# Project Scoping

The dataset has 1339 rows with no missing data and contains the following columns:
* age
* sex
* bmi
* children
* smoker
* region
* charges

I want to know answers to the following questions:

* does BMI correlate with charges? Is the correlation significant?

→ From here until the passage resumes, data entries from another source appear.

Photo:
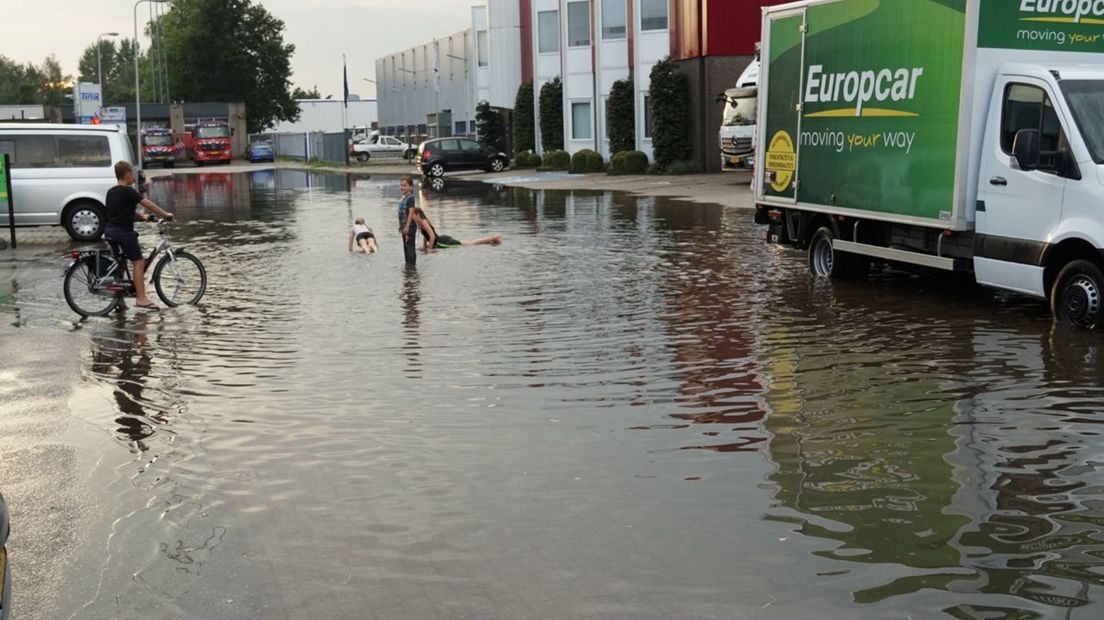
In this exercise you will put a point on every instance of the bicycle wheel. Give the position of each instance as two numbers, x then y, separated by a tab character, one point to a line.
180	279
82	294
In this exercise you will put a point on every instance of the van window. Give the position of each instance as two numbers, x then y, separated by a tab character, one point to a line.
45	150
83	151
34	151
1028	107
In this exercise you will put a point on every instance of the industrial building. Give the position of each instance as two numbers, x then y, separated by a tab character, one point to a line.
432	89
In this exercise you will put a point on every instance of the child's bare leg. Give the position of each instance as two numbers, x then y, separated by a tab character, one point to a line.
494	239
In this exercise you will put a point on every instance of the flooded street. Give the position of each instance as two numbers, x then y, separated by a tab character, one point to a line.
632	408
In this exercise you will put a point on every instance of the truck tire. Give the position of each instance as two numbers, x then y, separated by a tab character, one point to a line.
1078	296
826	262
84	221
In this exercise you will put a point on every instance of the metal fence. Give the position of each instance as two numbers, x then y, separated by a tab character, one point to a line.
314	146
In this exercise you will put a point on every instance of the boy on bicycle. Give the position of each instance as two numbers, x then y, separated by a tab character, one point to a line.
123	202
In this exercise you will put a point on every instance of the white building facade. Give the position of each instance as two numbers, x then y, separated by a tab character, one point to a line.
432	89
591	44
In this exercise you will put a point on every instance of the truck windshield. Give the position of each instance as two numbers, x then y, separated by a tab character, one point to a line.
220	131
740	111
1086	103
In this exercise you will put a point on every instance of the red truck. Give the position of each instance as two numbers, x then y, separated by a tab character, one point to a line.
211	141
158	146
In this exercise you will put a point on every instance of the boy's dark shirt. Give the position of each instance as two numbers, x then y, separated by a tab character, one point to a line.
121	201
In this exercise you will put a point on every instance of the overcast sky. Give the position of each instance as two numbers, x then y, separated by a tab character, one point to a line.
321	31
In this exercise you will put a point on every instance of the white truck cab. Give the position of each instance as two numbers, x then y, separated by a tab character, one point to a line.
738	125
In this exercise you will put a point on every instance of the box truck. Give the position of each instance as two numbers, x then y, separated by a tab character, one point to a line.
738	126
951	135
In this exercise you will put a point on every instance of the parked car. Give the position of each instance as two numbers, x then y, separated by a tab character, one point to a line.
261	150
4	569
381	146
61	173
443	155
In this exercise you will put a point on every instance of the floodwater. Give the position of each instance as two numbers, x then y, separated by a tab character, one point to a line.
632	408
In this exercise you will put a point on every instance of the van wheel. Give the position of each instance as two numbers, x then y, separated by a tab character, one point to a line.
84	221
1076	297
826	262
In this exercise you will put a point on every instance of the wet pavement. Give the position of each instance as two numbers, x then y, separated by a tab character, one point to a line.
632	408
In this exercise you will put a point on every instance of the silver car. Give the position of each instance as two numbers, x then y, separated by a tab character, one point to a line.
61	173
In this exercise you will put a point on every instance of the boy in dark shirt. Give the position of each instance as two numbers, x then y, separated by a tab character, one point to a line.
123	201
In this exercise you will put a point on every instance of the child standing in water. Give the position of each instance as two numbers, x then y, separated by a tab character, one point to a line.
363	237
407	227
435	241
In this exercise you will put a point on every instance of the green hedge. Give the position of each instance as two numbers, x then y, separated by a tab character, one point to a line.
523	131
628	162
551	99
669	94
587	160
621	115
556	160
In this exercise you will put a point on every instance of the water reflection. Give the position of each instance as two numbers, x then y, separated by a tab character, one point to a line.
121	359
935	450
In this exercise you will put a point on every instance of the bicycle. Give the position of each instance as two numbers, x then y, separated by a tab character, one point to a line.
96	282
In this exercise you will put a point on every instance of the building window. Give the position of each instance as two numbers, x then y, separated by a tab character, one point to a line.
548	32
654	14
613	19
481	44
581	120
579	24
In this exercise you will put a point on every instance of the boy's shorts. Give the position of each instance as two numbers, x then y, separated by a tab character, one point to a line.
126	239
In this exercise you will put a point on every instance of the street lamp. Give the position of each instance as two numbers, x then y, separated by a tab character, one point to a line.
99	67
138	83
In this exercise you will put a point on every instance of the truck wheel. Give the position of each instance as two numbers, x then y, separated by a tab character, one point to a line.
827	263
1076	297
84	221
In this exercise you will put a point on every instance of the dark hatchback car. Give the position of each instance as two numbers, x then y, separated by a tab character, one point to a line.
443	155
4	572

Can we describe this with a line of best fit?
* How do the average costs for males and females compare?
* Which region paid the most in charges?
* What region had the highest per capita charges?
* How do the average costs for males and females compare?

I begin by getting the dataset as DictReader object, and then organize the data into a tabular dictionary structure with keys as columns and values retained with index corresponding to row - 1:

In [118]:
import csv
import math
insurance_data = {
    'rows': []
}

with open(r"C:\Users\bobro\Downloads\python-portfolio-project-starter-files\python-portfolio-project-starter-files\insurance.csv") as insurance_csv:
    insurance_reader = csv.DictReader(insurance_csv)
    for row in insurance_reader:
       insurance_data['rows'].append(row)

clean_data ={
    'age': [],
    'sex': [],
    'bmi': [],
    'children': [],
    'smoker': [],
    'region': [],
    'charges': [],
    }

i=0
for row in insurance_data['rows']:
    clean_data['age'].append(insurance_data['rows'][i]['age'])
    clean_data['sex'].append(insurance_data['rows'][i]['sex'])
    clean_data['bmi'].append(insurance_data['rows'][i]['bmi'])
    clean_data['children'].append(insurance_data['rows'][i]['children'])
    clean_data['smoker'].append(insurance_data['rows'][i]['smoker'])
    clean_data['region'].append(insurance_data['rows'][i]['region'])
    clean_data['charges'].append(insurance_data['rows'][i]['charges'])
    i += 1




print(clean_data.keys())



dict_keys(['age', 'sex', 'bmi', 'children', 'smoker', 'region', 'charges'])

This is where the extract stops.